"Teddy" Kumakawa, as his English-language friends and fans know him, is a spectacular Japanese ballet dancer. For many years he was one of the guest principals of the Royal Ballet in London. What sets him apart is the bouncing energy and speed in his pyrotechnics. Other male stars of great technique usually go for grand, heroic roles: the Prince leaping vast distances across the stage. Tetsuya Kumakawa's style is unique.

While other loved stars are given respectful sighs and applause when they appear, he is greeted with squealing like a pop star. And he revels in it. To watch him zip around the stage and jump endlessly is sheer joy: you're laughing at it constantly, yet in utter awe at the technical expertise. It's no party trick, but trained mastery as great as any other of the stars.

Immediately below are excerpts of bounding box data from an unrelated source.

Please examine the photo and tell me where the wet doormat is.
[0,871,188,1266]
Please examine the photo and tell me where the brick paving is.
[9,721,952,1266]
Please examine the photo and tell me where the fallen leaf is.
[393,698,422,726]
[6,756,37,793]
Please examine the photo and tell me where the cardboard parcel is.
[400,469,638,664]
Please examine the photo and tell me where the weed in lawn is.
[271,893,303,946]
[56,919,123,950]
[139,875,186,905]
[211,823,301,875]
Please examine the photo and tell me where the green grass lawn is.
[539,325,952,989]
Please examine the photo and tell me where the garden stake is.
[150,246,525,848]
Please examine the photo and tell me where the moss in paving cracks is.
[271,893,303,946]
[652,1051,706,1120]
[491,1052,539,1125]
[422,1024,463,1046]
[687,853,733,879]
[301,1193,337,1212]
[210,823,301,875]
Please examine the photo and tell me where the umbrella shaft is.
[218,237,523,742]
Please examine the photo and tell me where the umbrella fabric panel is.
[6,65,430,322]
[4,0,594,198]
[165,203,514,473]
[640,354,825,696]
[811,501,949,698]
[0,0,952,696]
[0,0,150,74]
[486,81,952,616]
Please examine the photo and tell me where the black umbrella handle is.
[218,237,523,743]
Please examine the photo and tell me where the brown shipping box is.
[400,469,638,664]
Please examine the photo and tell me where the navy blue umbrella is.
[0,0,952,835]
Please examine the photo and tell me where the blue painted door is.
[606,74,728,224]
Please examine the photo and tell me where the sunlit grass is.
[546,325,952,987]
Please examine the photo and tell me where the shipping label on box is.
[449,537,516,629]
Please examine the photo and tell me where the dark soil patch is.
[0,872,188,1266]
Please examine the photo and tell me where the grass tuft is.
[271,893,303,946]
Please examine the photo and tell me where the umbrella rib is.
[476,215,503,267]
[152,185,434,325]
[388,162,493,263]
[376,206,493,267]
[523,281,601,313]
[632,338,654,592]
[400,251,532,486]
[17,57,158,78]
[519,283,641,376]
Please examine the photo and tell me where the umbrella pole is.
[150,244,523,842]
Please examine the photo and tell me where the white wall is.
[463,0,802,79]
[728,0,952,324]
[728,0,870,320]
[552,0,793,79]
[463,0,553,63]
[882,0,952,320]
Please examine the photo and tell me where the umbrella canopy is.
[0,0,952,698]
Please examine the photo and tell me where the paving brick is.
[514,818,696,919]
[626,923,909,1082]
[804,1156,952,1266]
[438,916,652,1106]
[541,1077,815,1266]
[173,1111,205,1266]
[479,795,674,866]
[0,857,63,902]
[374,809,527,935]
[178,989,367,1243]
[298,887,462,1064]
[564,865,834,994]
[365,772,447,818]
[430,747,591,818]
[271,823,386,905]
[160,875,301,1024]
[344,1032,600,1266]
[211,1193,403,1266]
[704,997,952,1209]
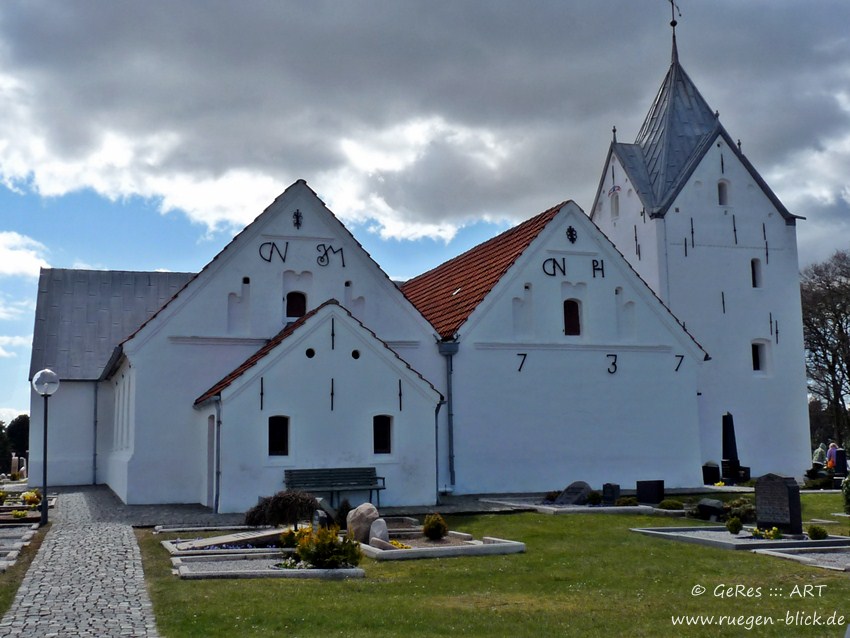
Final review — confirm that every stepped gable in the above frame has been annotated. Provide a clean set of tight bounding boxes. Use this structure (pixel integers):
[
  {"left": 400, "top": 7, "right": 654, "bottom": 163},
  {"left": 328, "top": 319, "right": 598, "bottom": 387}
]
[{"left": 401, "top": 202, "right": 567, "bottom": 340}]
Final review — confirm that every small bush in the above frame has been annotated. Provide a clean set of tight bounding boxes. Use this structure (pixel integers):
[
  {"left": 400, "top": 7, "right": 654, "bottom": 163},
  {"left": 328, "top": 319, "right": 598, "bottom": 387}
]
[
  {"left": 726, "top": 516, "right": 744, "bottom": 536},
  {"left": 806, "top": 525, "right": 829, "bottom": 541},
  {"left": 723, "top": 497, "right": 756, "bottom": 523},
  {"left": 543, "top": 490, "right": 561, "bottom": 503},
  {"left": 422, "top": 512, "right": 449, "bottom": 541},
  {"left": 295, "top": 526, "right": 361, "bottom": 569},
  {"left": 656, "top": 498, "right": 685, "bottom": 510}
]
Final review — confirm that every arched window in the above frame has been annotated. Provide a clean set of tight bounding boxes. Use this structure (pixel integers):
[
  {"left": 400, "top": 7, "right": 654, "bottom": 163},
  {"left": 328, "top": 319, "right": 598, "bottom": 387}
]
[
  {"left": 286, "top": 292, "right": 307, "bottom": 319},
  {"left": 750, "top": 259, "right": 762, "bottom": 288},
  {"left": 564, "top": 299, "right": 581, "bottom": 336},
  {"left": 372, "top": 414, "right": 393, "bottom": 454},
  {"left": 717, "top": 180, "right": 729, "bottom": 206},
  {"left": 269, "top": 415, "right": 289, "bottom": 456}
]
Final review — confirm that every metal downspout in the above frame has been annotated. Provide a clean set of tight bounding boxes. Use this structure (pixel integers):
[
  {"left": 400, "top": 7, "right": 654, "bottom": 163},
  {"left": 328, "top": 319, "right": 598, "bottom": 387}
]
[
  {"left": 91, "top": 381, "right": 100, "bottom": 485},
  {"left": 213, "top": 397, "right": 221, "bottom": 514},
  {"left": 437, "top": 341, "right": 460, "bottom": 491}
]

Sadly, the downward spiral of the Royal Ballet drove away several of their brightest lights, including Kumakawa and Sarah Wildor. He has now turned to choreography as well as dancing, and now runs a company called K-Ballet back in Japan. When he left in 1998 he took several other Royal Ballet stars with him, including William Trevitt and Michael Nunn, but it seems that their partnership has not turned out well; and they don't like the way Kumakawa has reinvented himself as a media star in Japan.

I saw him briefly earlier in 2003, when he appeared for only a couple of minutes in a solo, part of Covent Garden's tribute to Rudolf Nureyev. As stunning as ever, and with the same adoring groupies.

Those splits: http://www.telegraph.co.uk/arts/main.jhtml?xml=/arts/2001/01/23/btballet.xml
I can't see much else interesting in English on the Web.